Details
-
Improvement
-
Resolution: Unresolved
-
Minor
-
None
-
None
-
9223372036854775807
Description
The current "-o discard" mount option for ldiskfs enables on-the-fly TRIM of underlying flash devices (or thinly-provisioned LUNs). However, the current implementation hurts performance because it tracks each block free request explicitly in memory, and submits trim requests to storage on transaction commit.
It would be better to have an async worker thread to issue the TRIM commands using the standard fstrim mechanism, and do this on a per-blockgroup basis, rather than tracking and issuing the trim on a per-extent basis. This reduces both memory and IO overhead, by aggregating TRIM commands for many blocks in a single group.
This would be based on the patches in LU-14712 that make the TRIM state for a block group persistent, so that running TRIM with mke2fs does not also lead to fstrim resubmitting TRIM requests for all of the groups again immediately after mount/remount.
The persistent trim patch https://review.whamcloud.com/51923 ("
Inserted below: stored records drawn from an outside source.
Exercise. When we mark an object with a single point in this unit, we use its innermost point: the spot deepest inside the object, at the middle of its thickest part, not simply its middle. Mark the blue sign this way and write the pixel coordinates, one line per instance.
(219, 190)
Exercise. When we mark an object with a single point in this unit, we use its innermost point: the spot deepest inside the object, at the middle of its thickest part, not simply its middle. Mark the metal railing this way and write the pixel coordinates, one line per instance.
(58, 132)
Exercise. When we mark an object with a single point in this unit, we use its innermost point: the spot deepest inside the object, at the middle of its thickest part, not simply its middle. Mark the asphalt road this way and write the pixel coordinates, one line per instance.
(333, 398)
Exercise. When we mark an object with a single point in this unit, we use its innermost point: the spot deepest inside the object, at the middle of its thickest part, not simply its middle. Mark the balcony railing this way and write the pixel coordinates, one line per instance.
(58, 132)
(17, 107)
LU-14712ldiskfs: introduce EXT4_BG_TRIMMED to optimize fstrim") and patch https://review.whamcloud.com/55567 ("LU-14712ldiskfs: add bg_trimmed_threshold interface") landed to master for 2.15.65.The next step here would be to trigger automatic "fstrim" functionality in the background so that users don't need to manage this themselves. It is already possible to schedule "fstrim" command periodically (e.g. every 6h) to do a full filesystems scan, so there is relatively little benefit to trigger this from within the kernel. A more significant optimization would be to keep an in-memory list of groups that have exceeded a threshold for the number of blocks that can be trimmed, and then execute ext4_trim_all_free(sb, group, group_start, group_end, minlen) for each group in the list.
This should be done after waiting some short delay (60s?) after deletes in this group have stopped, to allow aggregating deletes within a single group instead of doing the trim on a single group multiple times, or after the next journal commit for groups that have had all of the (non-metadata) blocks freed.
As a further enhancement this automatic fstrim activity could be tied to idle filesystem detection (e.g. small transaction size) to avoid impacting running workloads. It might be possible to tie this "recently freed block group" into the new mballoc allocator, so that groups which are seeing a lot of deletes are excluded from new allocations for some time, to maximize the number of freed blocks, rather than doing repeated alloc/free? However, I'm not sure whether this would be important for performance or not.
Doing the fstrim only on recently-freed groups keeps the incremental cost of fstrim relatively low, while doing the trm often enough to maintain performance, avoiding to wait on FTL erase block cleanup on demand when the filesystem is busy.